# Endurance found - impressive stuff



## GMJ (Jun 24, 2014)

This caught my eye this morning...

https://www.bbc.com/news/science-environment-60662541


----------



## Pudsey_Bear (Sep 25, 2008)

To go with it


----------



## barryd (May 9, 2008)

That second video Kev shows an incredible story. How the hell they endured that is beyond me. Even more incredible and sad is that Shackleton died just five years later of a heart attack.


----------



## raynipper (Aug 4, 2008)

Daft game walking about in the snow. Bad enough in Yorks.

Ray.


----------



## Pudsey_Bear (Sep 25, 2008)

barryd said:


> That second video Kev shows an incredible story. How the hell they endured that is beyond me.

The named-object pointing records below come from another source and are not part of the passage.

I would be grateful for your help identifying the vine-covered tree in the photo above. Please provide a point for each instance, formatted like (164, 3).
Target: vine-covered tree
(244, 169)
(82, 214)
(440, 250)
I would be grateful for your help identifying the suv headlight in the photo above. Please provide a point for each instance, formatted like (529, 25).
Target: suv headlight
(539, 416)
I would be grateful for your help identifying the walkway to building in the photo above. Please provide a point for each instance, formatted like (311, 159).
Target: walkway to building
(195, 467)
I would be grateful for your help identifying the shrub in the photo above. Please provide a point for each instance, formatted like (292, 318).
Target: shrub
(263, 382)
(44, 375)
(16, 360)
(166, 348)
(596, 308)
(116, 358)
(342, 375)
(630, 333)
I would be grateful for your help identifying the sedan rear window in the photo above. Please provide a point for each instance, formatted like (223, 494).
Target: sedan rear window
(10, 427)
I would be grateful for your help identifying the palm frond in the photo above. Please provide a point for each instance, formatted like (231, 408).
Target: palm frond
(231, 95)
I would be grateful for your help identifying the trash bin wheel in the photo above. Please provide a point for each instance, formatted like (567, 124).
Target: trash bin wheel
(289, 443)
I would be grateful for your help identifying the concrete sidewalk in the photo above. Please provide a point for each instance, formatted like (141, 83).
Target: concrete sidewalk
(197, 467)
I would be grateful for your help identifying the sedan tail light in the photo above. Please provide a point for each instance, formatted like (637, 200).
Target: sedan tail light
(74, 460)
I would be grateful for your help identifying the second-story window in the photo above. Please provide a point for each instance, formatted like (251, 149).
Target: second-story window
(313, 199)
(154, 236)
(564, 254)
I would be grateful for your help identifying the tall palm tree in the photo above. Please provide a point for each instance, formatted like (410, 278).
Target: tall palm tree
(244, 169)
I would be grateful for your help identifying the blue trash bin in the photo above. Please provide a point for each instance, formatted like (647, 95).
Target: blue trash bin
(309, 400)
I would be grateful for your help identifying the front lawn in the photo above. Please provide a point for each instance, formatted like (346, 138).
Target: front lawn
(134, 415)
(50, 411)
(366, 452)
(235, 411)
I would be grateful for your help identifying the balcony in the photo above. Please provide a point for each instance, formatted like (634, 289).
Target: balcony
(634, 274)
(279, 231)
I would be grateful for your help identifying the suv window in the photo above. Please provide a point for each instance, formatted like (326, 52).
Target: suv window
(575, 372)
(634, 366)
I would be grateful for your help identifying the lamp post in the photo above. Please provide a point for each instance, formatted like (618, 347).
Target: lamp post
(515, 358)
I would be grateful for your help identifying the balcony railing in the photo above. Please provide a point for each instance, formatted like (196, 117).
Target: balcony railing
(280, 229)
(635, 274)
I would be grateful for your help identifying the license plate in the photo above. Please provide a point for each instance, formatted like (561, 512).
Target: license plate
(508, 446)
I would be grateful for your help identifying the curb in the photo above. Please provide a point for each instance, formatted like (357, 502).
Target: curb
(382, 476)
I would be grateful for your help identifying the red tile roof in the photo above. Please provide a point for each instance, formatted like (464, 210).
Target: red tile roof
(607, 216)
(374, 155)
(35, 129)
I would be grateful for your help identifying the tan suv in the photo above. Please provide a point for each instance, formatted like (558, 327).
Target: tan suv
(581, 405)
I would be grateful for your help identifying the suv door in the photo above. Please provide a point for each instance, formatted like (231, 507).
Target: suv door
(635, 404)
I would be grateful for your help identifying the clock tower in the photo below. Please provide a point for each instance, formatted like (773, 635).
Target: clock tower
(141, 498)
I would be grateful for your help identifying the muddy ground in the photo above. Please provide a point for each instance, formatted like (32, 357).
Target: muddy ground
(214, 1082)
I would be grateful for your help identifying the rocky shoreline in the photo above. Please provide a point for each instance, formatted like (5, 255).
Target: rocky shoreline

Even more incredible and sad is that Shackleton died just five years later of a heart attack.


Yes I thought some might like it, you have to admire the courage of men back then.


----------



## Drew (May 30, 2005)

In 2014 I along with fourteen others completed the 32 mile route that Shackleton took across South Georgia Island from Peggotty Camp across to Stromness Bay Whaling Station.


----------



## jiwawa (Jun 22, 2007)

I like my travels but I wouldn't like that!


----------



## JanHank (Mar 29, 2015)

They were certainly made of different stuff to what we are now.


----------



## GMJ (Jun 24, 2014)

JanHank said:


> They were certainly made of different stuff to what we are now.


Certainly were Jan.

The only snowflakes they came across came from the skies unlike today


----------



## Pudsey_Bear (Sep 25, 2008)

Yes you were too young to be there mate


boom tish.


----------



## GMJ (Jun 24, 2014)

Pudsey_Bear said:


> Yes you were too young to be there mate
> 
> boom tish.


Nah you lost me there mate tbh


----------



## Pudsey_Bear (Sep 25, 2008)

Think about it.


----------